The time has come to call for combining morality and business. This is a difficult issue. Of course business must profit, or it will die. But saying that the only moral duty of a businessperson is to make money is just one step away from the slogan of ‘profit at any price’. And, whereas in the real economy of production there is still some transparency – traditions, trade unions and other institutions – that give society some influence, the area of ‘financial engineering’ is, as we have seen, without such institutions. There is no glasnost there, no transparency, and no morality. The consequences have been devastating. The alliance of politicians and businessmen, who for decades have been pressing for deregulation and spreading laissez-faire economics throughout the world, with analysts who have been cheering the stocks of companies in which they have interests, and with economic theorists whose solution to any problem is to ‘decontrol everything’ has been destructive and often corrupt. We saw that in Russia, where those recipes were promoted with truly manic frenzy during the 1990s.

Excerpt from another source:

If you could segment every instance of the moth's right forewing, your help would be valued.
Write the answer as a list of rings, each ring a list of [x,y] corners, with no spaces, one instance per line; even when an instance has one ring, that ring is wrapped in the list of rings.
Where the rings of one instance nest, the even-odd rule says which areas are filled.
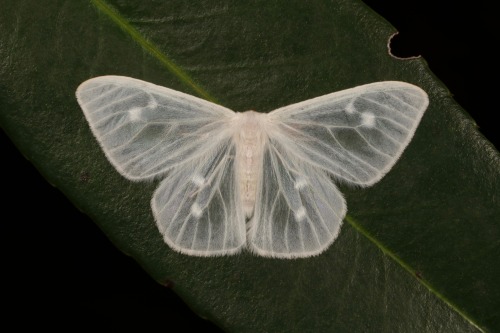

Now that this pernicious and immoral pyramid is collapsing, we must think about a model that will replace the current one. I am not calling for tearing it down without thinking, and I do not have ready-made solutions. Change will have to be evolutionary. A new model will have to emerge, and it cannot be based entirely on profit and consumerism. I am convinced that, in a new economy, public needs and public goods must play a much bigger role than they do now. The public needs are clear enough: the need for a healthy environment; a modern, functional infrastructure; education and health systems; and accessible housing. To build a model emphasizing those needs will take time and effort. It will take an intellectual breakthrough. But there is one thing that policy-makers who bear the ultimate responsibility for overcoming the current crisis must understand: without a moral component any system is doomed to fail.